Eco Fashion Week in Vancouver

It's Eco Fashion Week in Vancouver and given my interest in all things "Eco", I wanted to stop by and explore what fashion trends were coming for 2012FW.  The show includes presentations from Nicole Bridger, Jeff Garner (Prophetik), Melissa Ferreira, who are pioneers in Eco Fashion, and fashion favorites such as, Jason Matlo.  Since wearable fashion trends transcend into home fashion, it's important to see what's cooking in their world.
Melissa Ferreira, Jason Matlo, Nicole Bridger, Misty Greer
I had the opportunity to attend the press conference and panel discussion held at the opening of Eco Fashion Week.
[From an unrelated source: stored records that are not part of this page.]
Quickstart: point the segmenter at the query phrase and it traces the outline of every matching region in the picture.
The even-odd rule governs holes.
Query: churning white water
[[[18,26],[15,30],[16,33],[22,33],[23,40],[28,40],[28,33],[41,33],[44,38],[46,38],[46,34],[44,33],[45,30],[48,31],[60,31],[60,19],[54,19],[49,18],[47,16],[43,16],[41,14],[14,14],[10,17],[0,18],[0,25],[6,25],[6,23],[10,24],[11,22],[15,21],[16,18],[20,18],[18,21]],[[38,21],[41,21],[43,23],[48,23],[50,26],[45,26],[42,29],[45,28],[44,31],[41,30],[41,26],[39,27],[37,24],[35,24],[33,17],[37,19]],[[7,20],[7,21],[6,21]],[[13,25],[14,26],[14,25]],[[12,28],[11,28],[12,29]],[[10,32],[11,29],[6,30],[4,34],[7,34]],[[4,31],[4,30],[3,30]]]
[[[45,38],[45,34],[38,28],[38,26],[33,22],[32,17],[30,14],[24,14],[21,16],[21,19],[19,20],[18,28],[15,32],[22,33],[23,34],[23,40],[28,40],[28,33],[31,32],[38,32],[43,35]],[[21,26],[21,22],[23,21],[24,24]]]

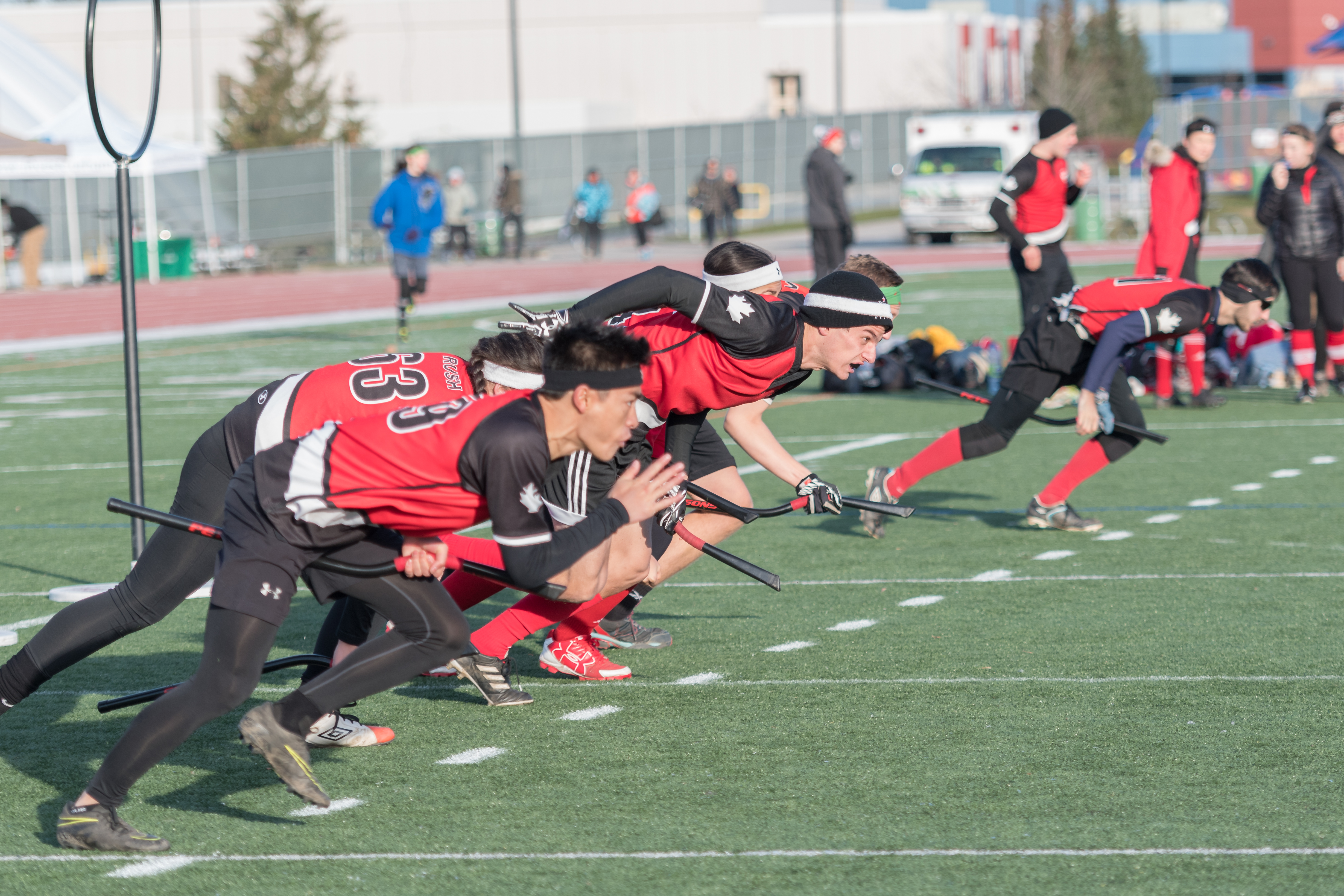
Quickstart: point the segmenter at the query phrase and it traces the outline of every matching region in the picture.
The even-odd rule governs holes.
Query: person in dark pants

There were many interesting questions posed to the panel and here are some key takeaways that can be applied to the home textiles industry and to some extent, our personal lives:
  • All the designers on the panel mentioned how they try to minimize waste involved in producing their collections.
  • Designers try to re-purpose the waste or donate to someone who can give it new life by creating other products, such a as accessories.
  • They all produce their collection locally, reducing carbon footprint 
  • It's more expensive to produce eco fashion but once a consumer makes the commitment to purchase a Designer label that is Eco and sustainable, that consumer knows that the piece will last a lifetime.  The longevity of natural fibers, such as, silk, linen, tencel, and spandex added to such fibers is much higher and in the end, we end up wearing the favorite Eco dress for many seasons, thus maximizing the return on the initial investment and causing less waste.
Nicole Bridger

All of the above points resonated with what we try to implement in the production of our Rajboori collection.  We produce only enough to reduce waste and our designs use colors that are used all through a collection, making the collection easy to mix and match and coordinate harmoniously.  The dyes we use are azo-free or vegetable, hence reducing use of chemicals in the process.

Silk, especially, Peace Silk, is more expensive to produce but at a consumer level it is an investment worth making as our quilts, coverlets, or pillows will last a lifetime, offering better return on investment to the consumer.

I hope more people come to the show and educate themselves on how to make more eco-friendly choices when it comes to fashion.